De gorila-bebê a líder revolucionário:

a fulminante trajetória de Juan, o único


Por NELSON MOTTA


Desde que defendeu sua tese de doutorado (Antropologia, Leningrado), o dr. Solomon Markov dedicou sua vida à criação da prova viva das teorias que o fizeram um proscrito pelo Instituto de Ciências. Hábitos, condicionamentos, dados culturais influindo no comportamento e na forma física das espécies. Condições climáticas, adaptabilidade, qualidade da alimentação, hormônios.


Além de um requintado double de chef cordon-bleu e gastrônomo conhecido, o dr. Solomon era bastante audacioso.

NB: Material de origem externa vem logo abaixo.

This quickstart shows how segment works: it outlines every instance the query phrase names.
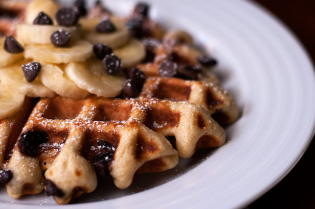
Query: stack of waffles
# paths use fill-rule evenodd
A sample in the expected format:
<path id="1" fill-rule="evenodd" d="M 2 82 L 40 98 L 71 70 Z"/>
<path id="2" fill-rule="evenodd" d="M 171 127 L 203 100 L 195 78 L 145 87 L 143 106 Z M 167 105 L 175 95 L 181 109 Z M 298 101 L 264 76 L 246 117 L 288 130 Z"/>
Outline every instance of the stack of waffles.
<path id="1" fill-rule="evenodd" d="M 221 126 L 238 110 L 211 73 L 216 61 L 186 32 L 165 32 L 148 5 L 121 18 L 99 2 L 23 3 L 16 30 L 1 28 L 12 35 L 0 49 L 0 182 L 10 196 L 45 190 L 68 204 L 98 179 L 125 189 L 225 143 Z"/>

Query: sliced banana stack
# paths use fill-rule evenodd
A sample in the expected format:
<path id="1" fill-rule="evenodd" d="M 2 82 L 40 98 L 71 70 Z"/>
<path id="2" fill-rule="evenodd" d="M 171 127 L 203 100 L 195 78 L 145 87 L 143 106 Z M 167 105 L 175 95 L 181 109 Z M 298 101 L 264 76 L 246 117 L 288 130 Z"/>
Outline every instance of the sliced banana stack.
<path id="1" fill-rule="evenodd" d="M 116 30 L 112 32 L 100 33 L 96 31 L 97 24 L 101 19 L 81 19 L 79 23 L 82 25 L 84 38 L 93 44 L 104 43 L 113 49 L 126 45 L 130 39 L 130 35 L 124 23 L 116 19 L 111 19 Z"/>
<path id="2" fill-rule="evenodd" d="M 25 22 L 32 24 L 38 14 L 44 12 L 52 19 L 54 24 L 57 25 L 55 15 L 60 8 L 60 6 L 53 0 L 33 0 L 26 7 Z"/>
<path id="3" fill-rule="evenodd" d="M 94 58 L 84 62 L 70 63 L 65 72 L 78 86 L 98 96 L 118 96 L 126 81 L 123 73 L 113 76 L 104 72 L 101 61 Z"/>
<path id="4" fill-rule="evenodd" d="M 145 47 L 135 38 L 132 39 L 122 47 L 114 49 L 113 53 L 121 59 L 123 68 L 136 65 L 141 62 L 146 56 Z"/>
<path id="5" fill-rule="evenodd" d="M 0 120 L 17 113 L 24 102 L 25 95 L 0 83 Z"/>
<path id="6" fill-rule="evenodd" d="M 22 60 L 0 69 L 1 83 L 10 89 L 30 97 L 51 97 L 55 95 L 56 93 L 44 86 L 38 77 L 32 82 L 26 81 L 22 68 L 22 65 L 29 62 Z"/>
<path id="7" fill-rule="evenodd" d="M 48 63 L 82 62 L 92 56 L 92 48 L 90 42 L 82 40 L 66 47 L 57 47 L 52 44 L 31 45 L 25 47 L 24 57 Z"/>
<path id="8" fill-rule="evenodd" d="M 80 89 L 65 74 L 64 66 L 43 64 L 38 77 L 44 85 L 62 96 L 82 99 L 90 95 Z"/>
<path id="9" fill-rule="evenodd" d="M 21 24 L 17 27 L 17 38 L 24 45 L 50 44 L 50 36 L 59 30 L 68 31 L 71 34 L 71 42 L 80 38 L 79 25 L 71 27 L 61 26 Z"/>
<path id="10" fill-rule="evenodd" d="M 5 37 L 0 38 L 0 68 L 5 67 L 23 58 L 23 53 L 9 53 L 3 49 L 5 39 Z"/>

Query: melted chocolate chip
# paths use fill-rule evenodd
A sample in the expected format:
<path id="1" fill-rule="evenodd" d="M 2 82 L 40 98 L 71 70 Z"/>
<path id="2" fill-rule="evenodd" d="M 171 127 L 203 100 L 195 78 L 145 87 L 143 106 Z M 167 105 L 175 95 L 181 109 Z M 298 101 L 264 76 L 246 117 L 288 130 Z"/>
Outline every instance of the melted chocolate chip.
<path id="1" fill-rule="evenodd" d="M 38 62 L 30 62 L 22 65 L 24 76 L 28 82 L 32 82 L 35 79 L 42 68 L 42 65 Z"/>
<path id="2" fill-rule="evenodd" d="M 59 30 L 55 31 L 50 36 L 50 41 L 56 46 L 66 46 L 71 40 L 71 34 L 68 31 Z"/>
<path id="3" fill-rule="evenodd" d="M 77 23 L 78 19 L 78 13 L 71 8 L 62 8 L 56 13 L 56 20 L 59 25 L 72 26 Z"/>
<path id="4" fill-rule="evenodd" d="M 145 3 L 138 3 L 135 7 L 134 12 L 147 17 L 150 6 Z"/>
<path id="5" fill-rule="evenodd" d="M 111 33 L 116 30 L 116 28 L 109 19 L 102 20 L 96 26 L 96 31 L 98 33 Z"/>
<path id="6" fill-rule="evenodd" d="M 107 45 L 96 43 L 93 46 L 93 51 L 97 58 L 103 59 L 106 55 L 112 53 L 112 49 Z"/>
<path id="7" fill-rule="evenodd" d="M 102 64 L 104 71 L 110 75 L 117 75 L 121 70 L 121 61 L 113 54 L 106 55 Z"/>
<path id="8" fill-rule="evenodd" d="M 133 80 L 138 89 L 141 90 L 145 82 L 145 76 L 142 70 L 135 67 L 132 68 L 127 72 L 126 76 Z"/>
<path id="9" fill-rule="evenodd" d="M 155 38 L 148 38 L 141 40 L 145 46 L 146 56 L 143 62 L 153 62 L 156 57 L 157 48 L 161 44 L 161 41 Z"/>
<path id="10" fill-rule="evenodd" d="M 49 179 L 45 180 L 46 185 L 46 193 L 48 195 L 56 196 L 58 197 L 62 197 L 65 195 L 65 193 L 60 189 L 51 181 Z"/>
<path id="11" fill-rule="evenodd" d="M 52 20 L 46 13 L 41 12 L 34 20 L 33 24 L 36 25 L 52 25 Z"/>
<path id="12" fill-rule="evenodd" d="M 197 67 L 186 66 L 179 68 L 178 77 L 187 80 L 198 80 L 198 75 L 202 72 L 202 69 Z"/>
<path id="13" fill-rule="evenodd" d="M 87 14 L 85 1 L 84 0 L 77 0 L 75 1 L 73 9 L 79 16 L 85 16 Z"/>
<path id="14" fill-rule="evenodd" d="M 139 95 L 140 90 L 135 83 L 131 79 L 128 79 L 124 84 L 122 95 L 123 97 L 135 98 Z"/>
<path id="15" fill-rule="evenodd" d="M 22 45 L 11 36 L 8 36 L 5 38 L 3 49 L 12 54 L 19 54 L 24 52 L 24 48 Z"/>
<path id="16" fill-rule="evenodd" d="M 12 178 L 12 172 L 10 170 L 0 170 L 0 183 L 5 184 Z"/>
<path id="17" fill-rule="evenodd" d="M 44 132 L 27 131 L 22 133 L 18 142 L 20 151 L 31 157 L 36 157 L 40 152 L 40 145 L 48 141 Z"/>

Isolado na selva tropical com financiamento do Guggenheim Institute, Markov iniciou o trabalho de campo de sua tese selecionando um gorila-bebê de excelente formação óssea e muscular. Passada a fase de amamentação, de infindáveis mamadeiras de leite em pó, Markov passou a alimentar seu gorila experimental da mesma forma que a si mesmo: dentro dos requintes e preciosismos de um chef cordon-bleu especializado em cozinha francesa.


Nos primeiros dias, ficavam abandonados no chão da gaiola os médaillons, revirados os potes de sauce bearnaise e os soufflés, e estraçalhadas as garrafas de Château Lafitte. Só os cálices de Grand Marnier despertavam a atenção e a fome do gorila-bebê, batizado de Juan por Markov.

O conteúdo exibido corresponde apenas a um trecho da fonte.